Tha;
Ya, namaku itu saja. Tiga huruf. Tetapi jika kamu ingin sekali tahu namaku, sebenarnya ada nama lengkapku. Namun ibuku tidak mau menuliskannya di akta kelahiranku. Kata ibu supaya nama belakangku itu dipakai oleh jodohku yang entah siapa ibuku tidak tahu. Sekarang aku sudah dewasa, mendengar ucapan ibuku begitu aku segera berharap jodohku adalah orang yang cantik, salihah dan pintar. Oh siapa pun kamu, segeralah perkenalkan dirimu padaku.
Wiy;
Panggil saja aku: Wiy. Nama lengkapku: Wiyyah. Ibuku bilang bahwa namaku tidaklah sempurna. Namaku adalah nama akhir dari nama seseorang.
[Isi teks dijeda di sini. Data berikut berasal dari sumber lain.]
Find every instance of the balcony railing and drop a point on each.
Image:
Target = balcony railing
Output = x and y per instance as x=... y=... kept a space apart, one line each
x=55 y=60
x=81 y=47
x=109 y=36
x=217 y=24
Yang membuatku makin penasaran adalah kata ibu ia seorang lelaki. Kutanya pada ibu siapa nama lelaki itu, ibu tidak mau memberitahuku. Ibuku hanya bilang bahwa artinya ialah; bagian dalam, interior, batin, pemikiran, suara hati dan niat. Itu juga bila sudah lengkap. Aku masih heran kenapa ibu memberiku nama yang setengah, terpotong dan tidak ada artinya. Aku tanyakan pada kakekku, kakek bilang: namaku tidak ada dalam kamus besar bahasa indonesia. Namaku diambil dari bahasa arab. Hum, hingga akhirnya aku tahu siapa nama laki-laki itu. Namanya Tha. Nama macam apakah itu? Tha? Sungguh tidak punya makna! Namaku demikian pula. Duh, Ibu! Duhai kamu yang bernama, Tha, boleh kutahu siapa dirimu?
Tha;
Ibuku bilang, nama belakangku itu; Wiyyah. Boleh kupanggil: Wiy, saja dirimu?
Wiy;
Boleh saja. Seperti kataku tadi, panggil saja aku: Wiy. Bisakah kamu jelaskan padaku, Tha, bagaimana kamu bisa bertemu denganku?
Tha;
Semestinya aku yang bertanya bagaimana kamu bisa menemukanku? Karena yang lebih tua dari kita adalah kamu, kamu yang duluan dilahirkan. Semestinya kamu dulu yang mencari tahu dan ingin bertemu denganku.
Wiy;
Kamu benar, Tha. Aku lebih tua dua tahun darimu. Aku juga dulunya mengira bahwa kamu lah yang duluan dilahirkan ibumu, lalu mencariku. Ah tetapi itu tidak penting. Yang menemukanku denganmu adalah ibumu dan ibuku. Ibu kita bertemu dalam sebuah tabligh akbar dan shalawat bersama khusus ibu-ibu. Mereka kenalan, bersahabat, dan menceritakan kita. Kenapa ibu kita bisa bersahabat? Itu jugalah karena kebaikan ibumu, Tha. Ibuku lupa membawa buku shalawatnya dan ibumu meminjamkan buku shalawatnya pada ibuku. Sebab ibumu sudah hafal. Ibuku baru hijrah waktu itu. Singkat cerita, mereka pun saling bertukar kenalan keluarga hingga terkumpullah jadi satu kalimat nama kita: Thawiyyah.
Tha;
Ya aku percaya, Wiy. Ibuku juga bilang begitu. Tambah percayanya aku adalah kamu masuk dalam harapanku selama ini.
Wiy;
Apa yang kamu harapkan dariku, Tha?
Tha;
Kamu cantik, shalihah dan sepertinya kamu pintar, Wiy.
Wiy;
Aamiin. Terima kasih, Tha.
Tha;
Sama-sama, Wiy.
Lambat laun, Tha dan Wiy pun sudah akrab, sering bersama, cinta pun tumbuh. Saling mencintai. Tetapi malah keduanya makin lama bukannya segera menikah, malah sering bertingkah, lalu gundah.